Tis the Season for Shopping — or Saving

Along with the time-honored traditional holidays – Thanksgiving, Christmas, New Year’s Day – another “holiday” is analyzed by industry experts and anticipated by shoppers around the country: Black Friday.

While the infamous day after Thanksgiving might get the most recognition for impacting retailer’s bottom lines and taking them from the red to the black (hence the name “Black” Friday), the entire holiday shopping season serves as a temperature reading of consumer spending and saving.

This year, direct marketing company Valpak acknowledges through its semi-annual consumer savings report that shoppers are displaying “cautiously optimistic” shopping habits. According to the report, about 75% of shoppers plan to spend the same or even more on holiday purchases, while 22% of shoppers will spend less than they did in 2009.

The company surveyed 1,000 households in the United States and Canada to get the data.

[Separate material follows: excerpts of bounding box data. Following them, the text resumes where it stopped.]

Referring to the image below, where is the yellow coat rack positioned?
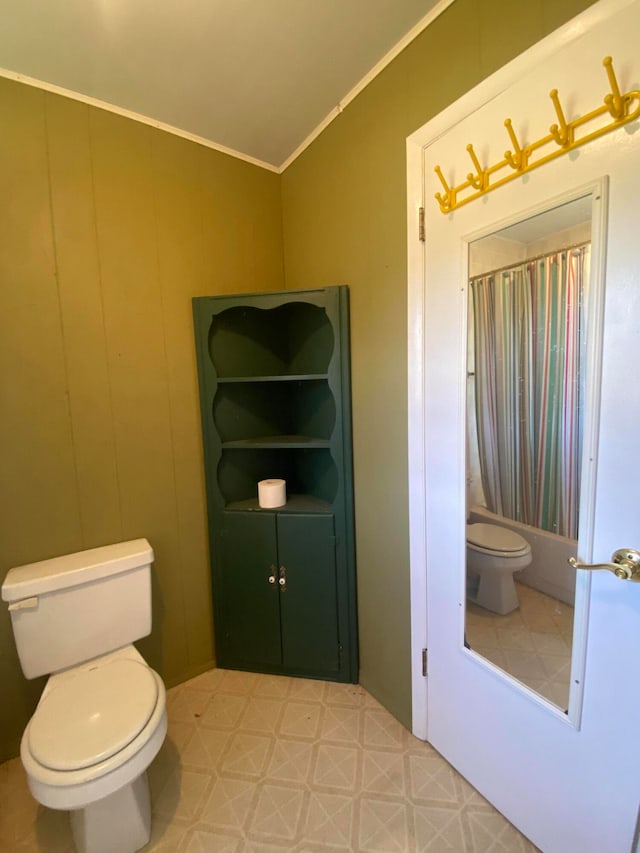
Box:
[434,56,640,213]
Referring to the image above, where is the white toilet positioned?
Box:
[467,524,531,616]
[2,539,167,853]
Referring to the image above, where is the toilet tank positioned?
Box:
[2,539,153,678]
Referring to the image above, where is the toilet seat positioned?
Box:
[466,524,531,557]
[20,646,167,810]
[29,659,158,771]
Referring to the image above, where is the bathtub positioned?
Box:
[468,506,578,607]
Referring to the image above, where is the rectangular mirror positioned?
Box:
[465,194,592,711]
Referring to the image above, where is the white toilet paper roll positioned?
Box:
[258,480,287,509]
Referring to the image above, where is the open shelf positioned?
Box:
[217,444,339,505]
[218,373,329,385]
[222,435,329,450]
[209,302,335,378]
[225,495,333,513]
[213,379,336,446]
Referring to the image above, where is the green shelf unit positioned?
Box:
[193,286,358,682]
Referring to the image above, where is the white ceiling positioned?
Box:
[0,0,453,170]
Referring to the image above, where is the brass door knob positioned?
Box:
[569,548,640,583]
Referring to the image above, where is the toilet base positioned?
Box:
[71,772,151,853]
[468,571,520,616]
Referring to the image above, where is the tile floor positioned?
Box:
[0,669,536,853]
[466,582,573,711]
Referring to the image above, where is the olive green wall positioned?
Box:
[0,79,283,761]
[282,0,590,725]
[0,0,589,760]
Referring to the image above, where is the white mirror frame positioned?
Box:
[407,0,628,740]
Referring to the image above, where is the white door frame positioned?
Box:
[407,0,634,740]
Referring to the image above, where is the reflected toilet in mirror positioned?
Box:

One trend that was common among shoppers was that more than half use coupons on their holiday-related purchases (including gifts, entertainment and travel); about 52% of holiday shoppers told Valpak that they shop with coupons to get the most out of their budgets during the holidays.

Of those that use coupons, 70% clip and save those coupons for toys, games and electronics, while nearly 60% use coupons to cut holiday costs on food, catering and groceries.

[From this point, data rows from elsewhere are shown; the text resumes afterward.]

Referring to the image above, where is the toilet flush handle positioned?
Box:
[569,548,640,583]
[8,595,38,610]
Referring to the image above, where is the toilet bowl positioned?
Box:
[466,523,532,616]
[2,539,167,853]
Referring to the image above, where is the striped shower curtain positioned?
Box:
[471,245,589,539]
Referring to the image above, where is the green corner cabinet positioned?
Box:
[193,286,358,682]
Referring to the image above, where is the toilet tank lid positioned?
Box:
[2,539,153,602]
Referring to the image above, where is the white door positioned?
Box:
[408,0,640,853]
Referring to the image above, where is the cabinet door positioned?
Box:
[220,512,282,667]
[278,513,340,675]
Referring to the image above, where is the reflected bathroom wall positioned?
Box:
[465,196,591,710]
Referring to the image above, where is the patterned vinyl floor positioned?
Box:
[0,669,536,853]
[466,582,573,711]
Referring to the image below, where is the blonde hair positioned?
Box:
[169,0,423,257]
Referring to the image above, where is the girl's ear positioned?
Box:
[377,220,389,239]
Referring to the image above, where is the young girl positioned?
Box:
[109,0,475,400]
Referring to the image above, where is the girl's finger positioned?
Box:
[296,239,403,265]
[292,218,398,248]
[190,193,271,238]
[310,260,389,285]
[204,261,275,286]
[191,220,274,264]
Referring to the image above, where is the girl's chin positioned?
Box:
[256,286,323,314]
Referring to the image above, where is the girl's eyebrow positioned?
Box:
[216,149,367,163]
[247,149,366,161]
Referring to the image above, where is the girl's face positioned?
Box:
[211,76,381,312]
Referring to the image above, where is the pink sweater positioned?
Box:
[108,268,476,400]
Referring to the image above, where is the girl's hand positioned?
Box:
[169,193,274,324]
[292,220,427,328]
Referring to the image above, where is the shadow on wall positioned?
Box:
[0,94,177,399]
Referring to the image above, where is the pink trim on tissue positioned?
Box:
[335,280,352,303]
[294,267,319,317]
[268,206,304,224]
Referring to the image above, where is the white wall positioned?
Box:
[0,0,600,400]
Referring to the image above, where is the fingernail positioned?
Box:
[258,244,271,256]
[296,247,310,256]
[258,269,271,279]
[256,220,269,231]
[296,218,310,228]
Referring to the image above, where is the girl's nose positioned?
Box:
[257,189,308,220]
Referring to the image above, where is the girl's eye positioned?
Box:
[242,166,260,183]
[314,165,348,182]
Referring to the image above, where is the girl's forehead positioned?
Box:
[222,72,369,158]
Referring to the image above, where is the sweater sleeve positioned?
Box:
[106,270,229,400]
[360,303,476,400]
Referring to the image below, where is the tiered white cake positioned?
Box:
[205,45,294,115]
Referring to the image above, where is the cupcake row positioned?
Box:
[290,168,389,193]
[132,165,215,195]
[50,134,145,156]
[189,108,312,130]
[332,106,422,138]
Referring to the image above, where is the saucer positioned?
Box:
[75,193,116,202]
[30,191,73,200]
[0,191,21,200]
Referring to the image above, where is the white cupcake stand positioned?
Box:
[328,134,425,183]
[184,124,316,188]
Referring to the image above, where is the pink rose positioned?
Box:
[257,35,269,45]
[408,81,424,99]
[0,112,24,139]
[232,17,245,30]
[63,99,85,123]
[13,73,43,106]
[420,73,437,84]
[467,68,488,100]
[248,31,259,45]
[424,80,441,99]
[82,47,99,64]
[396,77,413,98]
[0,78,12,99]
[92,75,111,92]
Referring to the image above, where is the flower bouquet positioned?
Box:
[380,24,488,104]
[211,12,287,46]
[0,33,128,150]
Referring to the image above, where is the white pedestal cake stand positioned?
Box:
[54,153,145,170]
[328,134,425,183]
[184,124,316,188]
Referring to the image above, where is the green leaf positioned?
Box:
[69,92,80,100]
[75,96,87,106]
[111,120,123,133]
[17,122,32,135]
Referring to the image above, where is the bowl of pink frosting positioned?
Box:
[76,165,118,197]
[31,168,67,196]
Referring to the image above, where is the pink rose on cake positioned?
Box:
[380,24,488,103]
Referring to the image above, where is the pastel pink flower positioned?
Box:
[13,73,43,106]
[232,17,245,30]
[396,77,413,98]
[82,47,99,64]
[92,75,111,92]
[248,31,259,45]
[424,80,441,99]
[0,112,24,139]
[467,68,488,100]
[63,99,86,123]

Other notable statistics in the report include travel and other big purchase intentions for the holiday season. Comparing this holiday season’s results to an earlier survey in May, the shopping trends are similar in travel (down 4% from the earlier survey), interior home improvement (up 5%), TV/home electronics (up 6%), auto (22% compared to 24% earlier) and exterior home improvement (22% in both surveys).